19世紀、パリ。高級娼婦ヴィオレッタ・ヴァレリーのサロンでパーティーが開かれている。客の中には、パトロンであるドゥフォール男爵を始め、ドビニー侯爵や、彼女の取り巻きとしては新顔のアルフレード・ジェルモンなどがいる。長い間、アルフレードは彼女を遠くから崇拝してきた。しかし今は一緒になって歌を歌っている(Brindisi: “Libiamo”「乾杯の歌」)。客たちが別室へ引き上げると、突然ヴィオレッタの具合が悪くなる。心配したアルフレードが戻ってきて、ふたりきりになると愛を告白する(二重唱“Un dì felice”「あの幸運な運命の日」)。しかし彼女は、私が求めているのは享楽であって愛ではないと言い、彼の告白を受け流す。しかしアルフレードが引き下がらないので、やむなく明日も会う約束をする。客が帰ったあと、ヴィオレッタはこの新たな求愛者について考え、もしかしたら彼が自分の人生を変えてくれるかもしれないと思うが(“Ah, fors’è lui”「ああ、そは彼の人か」)、すぐにその考えを打ち消して、自由に生き続けることを選択する(“Sempre libera”「花から花へ」)。しかし外からは愛の奇跡を歌うアルフレードの声が聞こえてくる。

第二幕

ヴィオレッタがパリ郊外の屋敷にアルフレードと移り住んで3ヶ月が経った。アルフレードは幸せをかみしめている(“De’ miei bollenti spiriti”「燃える心を」)。しかし召使いのアンニーナから、ヴィオレッタがここでの生活を維持するために持ち物を売っていると聞いたアルフレードは驚き、金策のため急遽パリへ出かける。ヴィオレッタが現れ、友人のフローラから送られてきた今晩のパーティーの招待状を受け取る。そこへ突然アルフレードの父親ジョルジョ・ジェルモンが姿を見せ、ヴィオレッタに息子と別れてほしいと頼む。ふたりの関係が悪い噂になっていて、娘の婚約が破談になりそうだというのだ。ヴィオレッタは別れることなどできないと答える。だが、父親の粘り強い説得に、最後には折れてしまう(二重唱“Pura siccome un angelo”「天使のごとく清純な」)。父親が帰ったあと、打ちのめされたヴィオレッタは、フローラからの招待を受けると返事をしたためてから、アルフレードに別れの手紙を書き始める。そこに突然、彼が帰ってくる。ヴィオレッタは自分を抑えることができず、いかに深く彼を愛しているかを告げて、彼のもとを去る。召使いがヴィオレッタの手紙をアルフレードに渡す。そこに、息子を慰めようと父親が戻ってきて、プロヴァンスで待っている愛情あふれる家族の元へ帰ろうと誘う(“Di Provenza”「プロヴァンスの海と陸」)。しかしフローラからの招待状を目にしたアルフレードは、ヴィオレッタに新しい恋人ができたのではないかと疑う。激怒した彼は夜会へ行って彼女に問いただす決意を固める。

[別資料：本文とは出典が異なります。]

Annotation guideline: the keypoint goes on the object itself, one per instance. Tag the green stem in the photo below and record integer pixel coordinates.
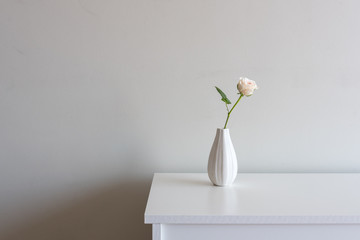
(227, 119)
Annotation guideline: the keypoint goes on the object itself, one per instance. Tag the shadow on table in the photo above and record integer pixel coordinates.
(116, 212)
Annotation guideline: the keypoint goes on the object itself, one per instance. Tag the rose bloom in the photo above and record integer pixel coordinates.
(246, 86)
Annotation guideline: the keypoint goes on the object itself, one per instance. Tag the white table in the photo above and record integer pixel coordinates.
(184, 206)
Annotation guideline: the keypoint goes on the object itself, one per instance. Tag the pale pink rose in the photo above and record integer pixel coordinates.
(246, 86)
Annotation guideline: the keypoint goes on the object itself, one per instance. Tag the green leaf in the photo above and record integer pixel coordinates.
(223, 95)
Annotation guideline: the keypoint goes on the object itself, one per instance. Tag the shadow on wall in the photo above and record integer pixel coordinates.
(116, 212)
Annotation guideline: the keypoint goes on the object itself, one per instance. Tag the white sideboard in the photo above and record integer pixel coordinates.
(186, 206)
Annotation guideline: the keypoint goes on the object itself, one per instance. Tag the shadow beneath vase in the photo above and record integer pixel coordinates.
(113, 212)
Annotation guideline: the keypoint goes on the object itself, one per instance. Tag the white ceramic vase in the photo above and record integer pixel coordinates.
(222, 165)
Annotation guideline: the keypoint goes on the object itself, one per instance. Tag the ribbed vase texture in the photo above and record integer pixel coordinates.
(222, 165)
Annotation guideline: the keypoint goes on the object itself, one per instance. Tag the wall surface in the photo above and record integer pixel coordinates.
(95, 96)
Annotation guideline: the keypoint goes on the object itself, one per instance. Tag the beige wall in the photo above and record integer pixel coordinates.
(95, 96)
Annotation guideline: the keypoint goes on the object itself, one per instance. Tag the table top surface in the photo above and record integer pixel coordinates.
(299, 198)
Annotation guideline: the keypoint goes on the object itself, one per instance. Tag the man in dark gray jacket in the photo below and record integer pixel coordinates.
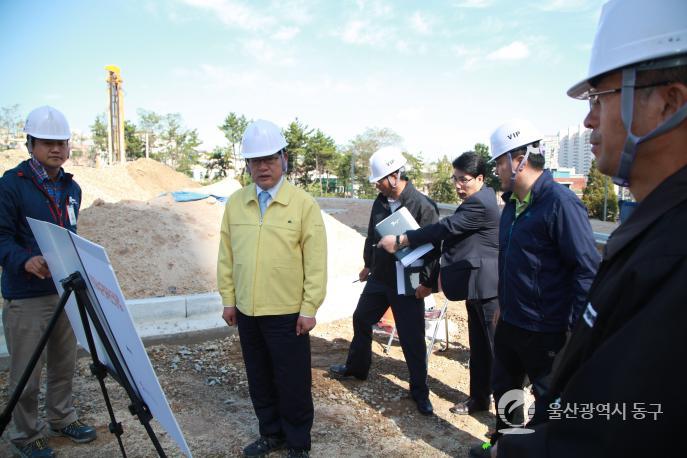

フローラの夜会。彼女は侯爵からヴィオレッタとアルフレードが別れたと聞く。アルフレードがやってきて、愛について捨て鉢な言葉を吐き、賭けトランプにのめり込む。ヴィオレッタもドゥフォール男爵と連れだって現れる。男爵はトランプに加わるが、アルフレードに手ひどく負けてしまう。客が散った頃を見計らって、ヴィオレッタはアルフレードにふたりきりで話をしたいと言う。彼の身の上を案じた彼女は、男爵が怒り出さないうちに帰ったほうがよいと言いたかったのだが、彼は誤解してしまう。彼女の口からドゥフォールを愛していると聞いたアルフレードは、他の客を呼び集めると、皆の前でかつての恋人ヴィオレッタを侮辱し、賭で勝った札束を彼女の足元に投げつける。ヴィオレッタは取り乱す。ジョルジョ・ジェルモンは少し前に会場に着いて、息子の無分別な振る舞いを目撃し、その行動を激しく非難する。客たちもこぞってアルフレードを責め、ドゥフォール男爵は彼に決闘を申し込む。

第三幕

6ヶ月後。ヴィオレッタの寝室で、グレンヴィル医師が召使いアンニーナに彼女の病気は肺結核で、もう先が長くないことを伝える。ヴィオレッタはひとりアルフレードの父親からの手紙を読み返している。決闘で男爵は怪我をしただけで済んだこと、息子はヴィオレッタと父親との間にあった経緯を知り、彼女の許しを請うために帰国の途に着いたことなどがしたためられていた。だがヴィオレッタはもう間に合わないだろうと感じている(“Addio, del passato” 「さようなら、過ぎし日よ」)。熱で意識が朦朧とするなか、通りから謝肉祭の歌声が聞こえてくる。急いで階段を下りようとすると、アンニーナがアルフレードの到着を告げる。再会の幸福感に酔いしれ、ふたりは一緒にパリを離れようと約束する(二重唱“Parigi, o cara”「パリを離れて」)。アルフレードの父親が医者を連れて入ってくる。ヴィオレッタはふたりの愛の想い出にと、アルフレードに自分の肖像画を渡す。ヴィオレッタは突然、奇跡のように体に生気がみなぎるのを感じる。しかしそれも束の間、力なくアルフレードの足元にくずおれ、そのまま事切れる。